From 84c384cc57152005e8e45422cdecc4817cb042e8 Mon Sep 17 00:00:00 2001
From: "shichen.fsc" <shichen.fsc@alibaba-inc.com>
Date: Fri, 9 Sep 2022 10:06:20 +0800
Subject: [PATCH] [to #42322933] add httpurl support for KWS         Link:
 https://code.alibaba-inc.com/Ali-MaaS/MaaS-lib/codereview/10078262

---
 .../pipelines/audio/kws_kwsbp_pipeline.py     |  9 +++++
 modelscope/utils/audio/audio_utils.py         | 35 +++++++++++--------
 tests/pipelines/test_key_word_spotting.py     | 23 ++++++++++++
 3 files changed, 52 insertions(+), 15 deletions(-)

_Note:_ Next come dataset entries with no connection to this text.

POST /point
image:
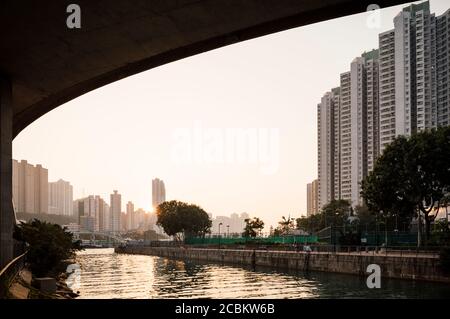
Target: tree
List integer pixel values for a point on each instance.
(253, 227)
(180, 219)
(285, 225)
(411, 177)
(49, 244)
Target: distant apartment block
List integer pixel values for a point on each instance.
(30, 188)
(233, 224)
(93, 214)
(399, 89)
(60, 198)
(312, 198)
(158, 192)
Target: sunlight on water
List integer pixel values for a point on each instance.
(105, 274)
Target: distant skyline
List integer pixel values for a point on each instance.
(123, 135)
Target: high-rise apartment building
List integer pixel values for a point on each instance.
(30, 188)
(115, 211)
(158, 192)
(312, 198)
(60, 198)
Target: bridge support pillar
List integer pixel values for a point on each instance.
(7, 218)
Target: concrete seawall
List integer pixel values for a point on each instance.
(402, 267)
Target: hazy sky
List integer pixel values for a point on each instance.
(122, 135)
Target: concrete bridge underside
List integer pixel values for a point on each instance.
(44, 64)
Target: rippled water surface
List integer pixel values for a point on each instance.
(105, 274)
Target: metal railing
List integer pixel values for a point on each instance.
(9, 272)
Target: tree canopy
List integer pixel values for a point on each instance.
(182, 219)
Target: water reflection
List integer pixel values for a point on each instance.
(105, 274)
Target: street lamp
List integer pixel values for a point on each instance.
(220, 224)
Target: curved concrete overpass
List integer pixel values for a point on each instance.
(44, 64)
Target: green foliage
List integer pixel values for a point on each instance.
(144, 235)
(49, 244)
(49, 218)
(412, 175)
(350, 239)
(252, 227)
(178, 218)
(444, 260)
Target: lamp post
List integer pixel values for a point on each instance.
(220, 224)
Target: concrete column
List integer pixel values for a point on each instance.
(7, 218)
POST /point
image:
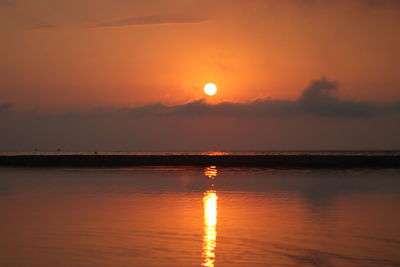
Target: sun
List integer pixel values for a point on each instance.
(210, 89)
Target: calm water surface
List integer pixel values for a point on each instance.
(199, 217)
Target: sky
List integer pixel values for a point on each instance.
(128, 75)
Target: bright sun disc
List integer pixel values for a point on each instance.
(210, 89)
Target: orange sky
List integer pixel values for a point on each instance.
(63, 55)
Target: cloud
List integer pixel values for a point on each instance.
(35, 24)
(151, 20)
(317, 99)
(317, 120)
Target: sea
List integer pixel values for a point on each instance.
(199, 216)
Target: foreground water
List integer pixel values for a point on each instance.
(199, 217)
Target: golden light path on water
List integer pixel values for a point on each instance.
(210, 220)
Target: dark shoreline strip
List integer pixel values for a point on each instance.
(264, 161)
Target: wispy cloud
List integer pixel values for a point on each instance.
(35, 24)
(151, 20)
(317, 100)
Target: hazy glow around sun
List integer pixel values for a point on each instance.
(210, 89)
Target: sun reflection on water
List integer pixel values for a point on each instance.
(210, 220)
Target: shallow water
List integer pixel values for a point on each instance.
(199, 217)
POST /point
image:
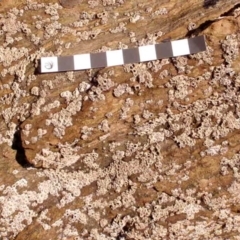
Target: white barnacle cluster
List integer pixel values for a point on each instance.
(140, 74)
(230, 46)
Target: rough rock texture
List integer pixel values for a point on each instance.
(141, 151)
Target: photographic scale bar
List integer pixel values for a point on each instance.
(123, 56)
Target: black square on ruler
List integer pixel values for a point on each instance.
(164, 50)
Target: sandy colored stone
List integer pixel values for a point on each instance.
(159, 161)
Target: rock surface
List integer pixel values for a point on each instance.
(142, 151)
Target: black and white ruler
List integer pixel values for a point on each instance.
(123, 56)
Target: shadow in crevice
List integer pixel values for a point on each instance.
(20, 155)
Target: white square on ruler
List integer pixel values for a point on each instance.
(82, 61)
(147, 53)
(180, 47)
(114, 58)
(49, 64)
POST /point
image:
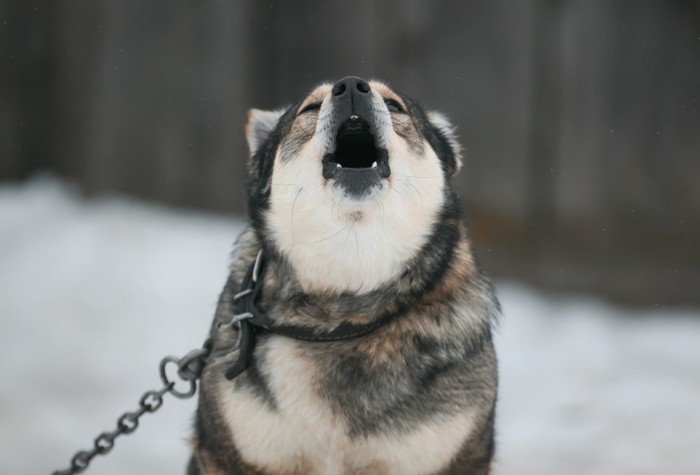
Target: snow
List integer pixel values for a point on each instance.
(95, 292)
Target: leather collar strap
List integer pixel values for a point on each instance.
(251, 321)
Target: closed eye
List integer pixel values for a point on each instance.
(393, 106)
(314, 106)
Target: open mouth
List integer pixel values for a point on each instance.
(356, 154)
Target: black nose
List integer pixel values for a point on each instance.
(350, 85)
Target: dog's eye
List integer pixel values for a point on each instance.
(314, 106)
(393, 106)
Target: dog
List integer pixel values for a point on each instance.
(374, 354)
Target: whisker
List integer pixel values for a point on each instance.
(291, 217)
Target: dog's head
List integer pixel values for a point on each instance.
(349, 183)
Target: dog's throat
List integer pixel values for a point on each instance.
(355, 145)
(356, 151)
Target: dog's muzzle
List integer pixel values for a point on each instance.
(358, 163)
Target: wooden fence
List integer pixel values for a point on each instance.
(579, 118)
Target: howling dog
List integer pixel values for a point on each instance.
(354, 333)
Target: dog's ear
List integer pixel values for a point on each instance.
(260, 124)
(447, 130)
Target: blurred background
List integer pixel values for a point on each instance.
(122, 158)
(580, 119)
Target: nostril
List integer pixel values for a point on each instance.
(338, 89)
(363, 87)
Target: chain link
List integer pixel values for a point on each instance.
(189, 369)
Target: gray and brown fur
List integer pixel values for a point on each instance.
(420, 390)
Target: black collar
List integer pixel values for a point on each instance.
(251, 320)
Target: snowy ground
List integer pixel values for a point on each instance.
(94, 293)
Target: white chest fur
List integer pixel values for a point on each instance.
(302, 435)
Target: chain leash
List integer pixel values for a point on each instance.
(189, 369)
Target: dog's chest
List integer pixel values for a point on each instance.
(302, 434)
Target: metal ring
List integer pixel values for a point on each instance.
(171, 384)
(242, 294)
(240, 316)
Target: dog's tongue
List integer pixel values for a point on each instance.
(355, 144)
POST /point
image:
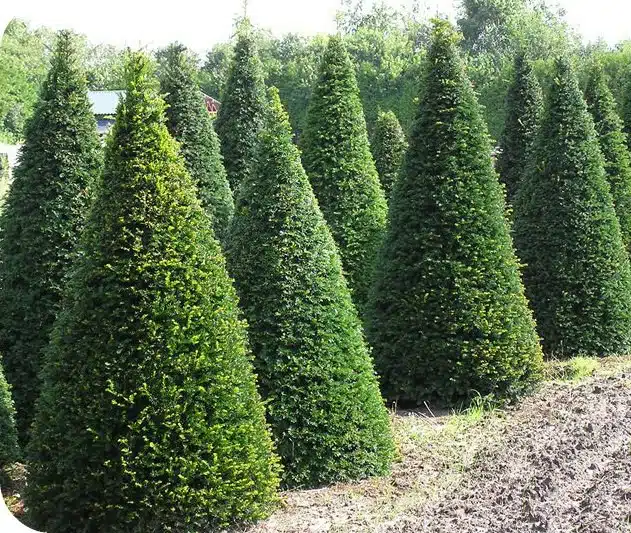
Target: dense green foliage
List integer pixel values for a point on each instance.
(8, 431)
(448, 318)
(613, 146)
(495, 31)
(240, 117)
(337, 158)
(24, 61)
(314, 368)
(41, 221)
(149, 418)
(5, 175)
(524, 108)
(577, 273)
(189, 122)
(388, 148)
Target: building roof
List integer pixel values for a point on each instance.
(105, 102)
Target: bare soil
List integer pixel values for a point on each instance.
(559, 462)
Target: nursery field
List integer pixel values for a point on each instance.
(560, 461)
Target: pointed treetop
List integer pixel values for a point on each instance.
(602, 106)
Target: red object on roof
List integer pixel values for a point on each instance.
(211, 104)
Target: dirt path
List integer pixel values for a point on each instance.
(559, 463)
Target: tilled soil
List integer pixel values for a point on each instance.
(560, 462)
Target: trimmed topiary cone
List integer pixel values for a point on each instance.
(448, 318)
(577, 270)
(314, 368)
(388, 148)
(149, 418)
(613, 146)
(337, 158)
(42, 219)
(524, 105)
(190, 124)
(9, 451)
(240, 116)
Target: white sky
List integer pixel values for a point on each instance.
(201, 23)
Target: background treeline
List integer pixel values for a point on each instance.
(387, 47)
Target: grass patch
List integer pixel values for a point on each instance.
(575, 369)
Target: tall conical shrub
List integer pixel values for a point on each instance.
(324, 403)
(448, 318)
(337, 158)
(524, 107)
(626, 111)
(602, 107)
(577, 271)
(8, 432)
(149, 418)
(41, 221)
(189, 122)
(240, 116)
(388, 148)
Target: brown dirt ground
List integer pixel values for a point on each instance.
(559, 462)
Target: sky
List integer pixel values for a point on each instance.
(199, 24)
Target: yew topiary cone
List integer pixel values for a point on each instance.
(448, 318)
(567, 233)
(190, 124)
(524, 105)
(324, 404)
(41, 221)
(149, 418)
(388, 148)
(613, 146)
(240, 116)
(337, 158)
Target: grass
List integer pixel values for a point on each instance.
(436, 450)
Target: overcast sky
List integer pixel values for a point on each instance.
(200, 24)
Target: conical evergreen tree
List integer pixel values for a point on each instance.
(41, 221)
(602, 107)
(388, 148)
(189, 122)
(8, 432)
(240, 116)
(325, 407)
(337, 158)
(149, 418)
(626, 112)
(577, 271)
(524, 105)
(448, 317)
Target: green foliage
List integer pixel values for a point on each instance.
(5, 175)
(495, 31)
(577, 273)
(291, 64)
(524, 107)
(337, 158)
(149, 418)
(42, 218)
(613, 146)
(447, 316)
(388, 148)
(24, 63)
(324, 403)
(8, 432)
(240, 117)
(189, 122)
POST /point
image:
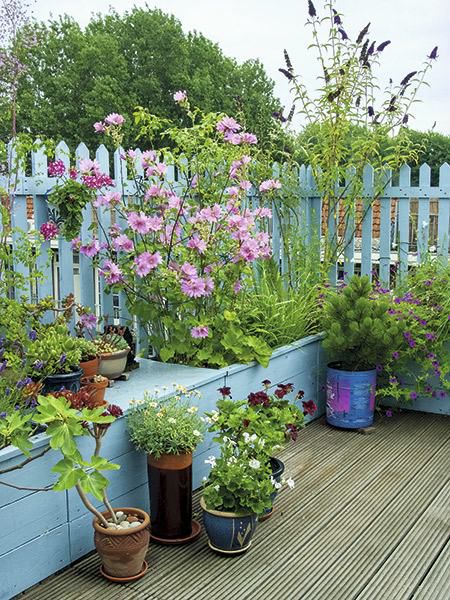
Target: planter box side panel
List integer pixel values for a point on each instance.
(34, 561)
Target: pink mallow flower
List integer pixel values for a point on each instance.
(99, 127)
(146, 262)
(123, 243)
(56, 168)
(180, 96)
(111, 272)
(200, 332)
(269, 184)
(49, 231)
(196, 243)
(228, 124)
(91, 249)
(114, 119)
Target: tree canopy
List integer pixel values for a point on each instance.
(76, 76)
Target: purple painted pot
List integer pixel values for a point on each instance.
(350, 397)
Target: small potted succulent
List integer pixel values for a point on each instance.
(96, 388)
(121, 535)
(360, 334)
(264, 415)
(56, 355)
(238, 489)
(168, 429)
(89, 357)
(113, 351)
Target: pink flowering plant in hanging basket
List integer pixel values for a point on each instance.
(184, 238)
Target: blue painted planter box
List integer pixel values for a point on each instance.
(42, 532)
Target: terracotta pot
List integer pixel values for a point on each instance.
(170, 487)
(113, 365)
(90, 367)
(123, 551)
(96, 390)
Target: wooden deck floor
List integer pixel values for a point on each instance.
(369, 519)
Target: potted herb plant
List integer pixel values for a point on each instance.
(113, 351)
(168, 429)
(121, 535)
(89, 363)
(238, 489)
(56, 355)
(360, 334)
(263, 415)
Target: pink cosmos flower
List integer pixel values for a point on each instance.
(148, 157)
(146, 262)
(200, 332)
(196, 243)
(270, 184)
(49, 231)
(99, 127)
(123, 243)
(139, 222)
(56, 168)
(188, 270)
(249, 138)
(114, 119)
(180, 96)
(228, 124)
(193, 288)
(111, 272)
(91, 249)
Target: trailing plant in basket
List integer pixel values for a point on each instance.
(360, 332)
(166, 425)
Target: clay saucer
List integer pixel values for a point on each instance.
(196, 530)
(126, 579)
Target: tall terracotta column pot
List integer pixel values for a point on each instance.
(170, 486)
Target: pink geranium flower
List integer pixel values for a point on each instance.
(200, 332)
(146, 262)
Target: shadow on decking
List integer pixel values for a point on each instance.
(368, 519)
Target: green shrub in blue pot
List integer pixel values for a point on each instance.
(361, 333)
(238, 489)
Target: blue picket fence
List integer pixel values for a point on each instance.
(407, 231)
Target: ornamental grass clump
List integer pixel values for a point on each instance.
(166, 425)
(360, 331)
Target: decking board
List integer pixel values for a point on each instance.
(368, 520)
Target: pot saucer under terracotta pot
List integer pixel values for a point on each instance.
(122, 551)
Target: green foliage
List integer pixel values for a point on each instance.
(70, 199)
(119, 61)
(420, 364)
(167, 425)
(57, 349)
(360, 333)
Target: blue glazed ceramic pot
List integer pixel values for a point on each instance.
(350, 397)
(228, 533)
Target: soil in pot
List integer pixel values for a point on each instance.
(122, 548)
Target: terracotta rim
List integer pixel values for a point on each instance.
(220, 513)
(141, 573)
(114, 355)
(170, 461)
(130, 512)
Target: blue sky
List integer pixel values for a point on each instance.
(262, 28)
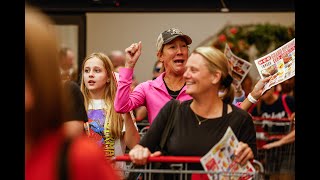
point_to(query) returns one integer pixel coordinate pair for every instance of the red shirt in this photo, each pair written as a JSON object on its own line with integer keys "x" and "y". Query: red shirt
{"x": 85, "y": 159}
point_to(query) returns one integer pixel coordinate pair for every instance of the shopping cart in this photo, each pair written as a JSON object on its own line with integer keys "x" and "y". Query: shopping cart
{"x": 278, "y": 162}
{"x": 178, "y": 167}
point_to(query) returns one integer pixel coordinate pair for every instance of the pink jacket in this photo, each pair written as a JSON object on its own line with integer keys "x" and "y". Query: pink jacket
{"x": 153, "y": 94}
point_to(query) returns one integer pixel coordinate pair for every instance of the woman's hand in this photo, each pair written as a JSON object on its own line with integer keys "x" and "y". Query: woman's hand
{"x": 243, "y": 153}
{"x": 258, "y": 88}
{"x": 133, "y": 53}
{"x": 139, "y": 154}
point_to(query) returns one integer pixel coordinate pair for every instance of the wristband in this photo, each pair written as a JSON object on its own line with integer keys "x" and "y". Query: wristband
{"x": 252, "y": 99}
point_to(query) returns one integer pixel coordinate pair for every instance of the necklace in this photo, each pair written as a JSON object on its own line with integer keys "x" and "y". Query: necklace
{"x": 200, "y": 121}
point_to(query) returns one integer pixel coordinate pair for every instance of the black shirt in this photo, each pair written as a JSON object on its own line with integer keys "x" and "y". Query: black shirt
{"x": 188, "y": 138}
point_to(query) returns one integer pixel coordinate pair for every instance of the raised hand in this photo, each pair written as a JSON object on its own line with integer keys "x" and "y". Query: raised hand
{"x": 133, "y": 53}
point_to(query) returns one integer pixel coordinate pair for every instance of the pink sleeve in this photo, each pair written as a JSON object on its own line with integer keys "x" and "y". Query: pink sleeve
{"x": 126, "y": 100}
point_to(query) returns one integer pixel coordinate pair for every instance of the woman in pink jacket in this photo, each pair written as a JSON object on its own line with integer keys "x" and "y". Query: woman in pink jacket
{"x": 173, "y": 52}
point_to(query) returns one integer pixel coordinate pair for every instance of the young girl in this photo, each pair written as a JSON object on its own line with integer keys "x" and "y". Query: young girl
{"x": 112, "y": 131}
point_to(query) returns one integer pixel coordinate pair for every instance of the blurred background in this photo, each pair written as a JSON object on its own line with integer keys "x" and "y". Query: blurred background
{"x": 251, "y": 28}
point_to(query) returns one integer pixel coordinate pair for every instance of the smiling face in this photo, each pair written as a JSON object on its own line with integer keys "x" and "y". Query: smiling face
{"x": 95, "y": 77}
{"x": 197, "y": 75}
{"x": 174, "y": 56}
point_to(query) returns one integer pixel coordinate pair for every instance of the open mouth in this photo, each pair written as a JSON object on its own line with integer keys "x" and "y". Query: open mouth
{"x": 91, "y": 82}
{"x": 179, "y": 61}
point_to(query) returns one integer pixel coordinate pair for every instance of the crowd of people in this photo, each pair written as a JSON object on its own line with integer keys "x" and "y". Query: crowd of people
{"x": 77, "y": 122}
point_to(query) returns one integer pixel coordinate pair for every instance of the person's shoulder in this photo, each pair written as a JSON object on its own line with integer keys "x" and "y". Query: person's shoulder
{"x": 71, "y": 85}
{"x": 239, "y": 112}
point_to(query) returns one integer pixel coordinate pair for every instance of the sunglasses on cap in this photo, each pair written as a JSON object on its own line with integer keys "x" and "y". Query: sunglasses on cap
{"x": 157, "y": 69}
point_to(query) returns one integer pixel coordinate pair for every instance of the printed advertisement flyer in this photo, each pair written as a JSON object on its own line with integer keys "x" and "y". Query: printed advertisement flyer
{"x": 220, "y": 160}
{"x": 279, "y": 64}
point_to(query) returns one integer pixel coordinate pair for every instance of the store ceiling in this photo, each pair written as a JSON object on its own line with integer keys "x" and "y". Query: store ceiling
{"x": 164, "y": 5}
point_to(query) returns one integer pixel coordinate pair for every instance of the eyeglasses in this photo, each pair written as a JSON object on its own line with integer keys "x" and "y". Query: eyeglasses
{"x": 157, "y": 69}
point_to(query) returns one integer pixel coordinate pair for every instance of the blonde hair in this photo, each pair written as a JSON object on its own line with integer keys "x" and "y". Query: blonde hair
{"x": 116, "y": 119}
{"x": 217, "y": 61}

diff --git a/modelscope/pipelines/audio/kws_kwsbp_pipeline.py b/modelscope/pipelines/audio/kws_kwsbp_pipeline.py
index 1f31766a..866b8d0b 100644
--- a/modelscope/pipelines/audio/kws_kwsbp_pipeline.py
+++ b/modelscope/pipelines/audio/kws_kwsbp_pipeline.py
@@ -8,6 +8,8 @@ from modelscope.models import Model
 from modelscope.pipelines.base import Pipeline
 from modelscope.pipelines.builder import PIPELINES
 from modelscope.preprocessors import WavToLists
+from modelscope.utils.audio.audio_utils import (extract_pcm_from_wav,
+                                                load_bytes_from_url)
 from modelscope.utils.constant import Tasks
 from modelscope.utils.logger import get_logger
 
@@ -40,6 +42,13 @@ class KeyWordSpottingKwsbpPipeline(Pipeline):
         if self.preprocessor is None:
             self.preprocessor = WavToLists()
 
+        if isinstance(audio_in, str):
+            # load pcm data from url if audio_in is url str
+            audio_in = load_bytes_from_url(audio_in)
+        elif isinstance(audio_in, bytes):
+            # load pcm data from wav data if audio_in is wave format
+            audio_in = extract_pcm_from_wav(audio_in)
+
         output = self.preprocessor.forward(self.model.forward(), audio_in)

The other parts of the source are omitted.